Rekordbox 5 vs 6 professional#
Professional DJs often specialize in a specific genre of music, such as techno, house or hip hop music. Some DJs adopt the title "DJ" as part of their names (e.g., DJ Jazzy Jeff, DJ Qbert, DJ Shadow and DJ Yoda). In hip hop, rappers and MCs use these beats to rap over. In hip hop music, DJs may create beats, using percussion breaks, basslines and other musical content sampled from pre-existing records. DJs also create mixes, remixes and tracks that are recorded for later sale and distribution. DJs typically perform for a live audience in a nightclub or dance club or a TV, radio broadcast audience, or an online radio audience. "DJ" is used as an all-encompassing term to describe someone who mixes recorded music from any source, including vinyl records, cassettes, CDs, or digital audio files stored on USB stick or laptop.

Originally, the word "disc" in "disc jockey" referred to phonograph or gramophone records and was used to describe radio personalities who introduced them on the air. The term "disc jockey" was ostensibly coined by radio gossip commentator Walter Winchell in 1935, and the phrase first appeared in print in a 1941 Variety magazine. DJs may also use a microphone to speak to the audience effects units such as reverb to create sound effects and electronic musical instruments such as drum machines and synthesizers.

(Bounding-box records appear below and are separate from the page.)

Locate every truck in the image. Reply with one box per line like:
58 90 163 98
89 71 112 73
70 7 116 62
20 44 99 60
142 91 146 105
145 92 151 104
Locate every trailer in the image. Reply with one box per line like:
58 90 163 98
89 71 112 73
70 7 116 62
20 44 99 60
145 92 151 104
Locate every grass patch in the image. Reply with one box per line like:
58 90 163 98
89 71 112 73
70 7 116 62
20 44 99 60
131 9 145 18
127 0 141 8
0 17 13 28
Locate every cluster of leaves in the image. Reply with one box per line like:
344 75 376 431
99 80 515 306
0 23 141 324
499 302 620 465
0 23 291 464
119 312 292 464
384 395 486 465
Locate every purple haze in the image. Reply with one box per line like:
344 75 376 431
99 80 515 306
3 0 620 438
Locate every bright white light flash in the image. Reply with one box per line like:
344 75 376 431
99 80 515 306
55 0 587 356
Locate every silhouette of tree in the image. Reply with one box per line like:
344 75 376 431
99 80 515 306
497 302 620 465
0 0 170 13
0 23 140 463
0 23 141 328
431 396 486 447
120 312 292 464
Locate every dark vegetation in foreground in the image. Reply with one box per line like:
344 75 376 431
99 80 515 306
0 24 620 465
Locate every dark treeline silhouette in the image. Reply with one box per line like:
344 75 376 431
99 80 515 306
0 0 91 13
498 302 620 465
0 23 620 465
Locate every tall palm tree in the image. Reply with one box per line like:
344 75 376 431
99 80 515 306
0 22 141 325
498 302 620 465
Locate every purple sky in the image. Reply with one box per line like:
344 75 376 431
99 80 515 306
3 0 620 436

Rekordbox 5 vs 6 software#
DJ software can be used with a DJ controller device to mix audio files on a computer instead of a console mixer. Mixers are also used to pre-listen to sources of recorded music in headphones and adjust upcoming tracks to mix with currently playing music. DJs often use specialized DJ mixers, small audio mixers with crossfader and cue functions to blend or transition from one song to another. This can involve aligning the beats of the music sources so their rhythms and tempos do not clash when played together and enable a smooth transition from one song to another. This enables them to blend tracks together to create transitions between recordings and develop unique mixes of songs. ĭJs commonly use audio equipment that can play at least two sources of recorded music simultaneously.

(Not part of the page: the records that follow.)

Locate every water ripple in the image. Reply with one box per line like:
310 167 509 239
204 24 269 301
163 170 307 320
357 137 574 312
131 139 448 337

DJs may adopt the title "DJ" in front of their real names, adopted pseudonyms, or stage names. Originally, the "disc" in "disc jockey" referred to shellac and later vinyl records, but nowadays DJ is used as an all-encompassing term to also describe persons who mix music from other recording media such as cassettes, CDs or digital audio files on a CDJ, controller, or even a laptop. Types of DJs include radio DJs (who host programs on music radio stations), club DJs (who work at a nightclub or music festival), mobile DJs (who are hired to work at public and private events such as weddings, parties, or festivals), and turntablists (who use record players, usually turntables, to manipulate sounds on phonograph records). DJ workplace in a nightclub, consisting of three CDJs (top), three turntables for vinyl records and a DJ mixerĪ disc jockey, more commonly abbreviated as DJ, is a person who plays recorded music for an audience.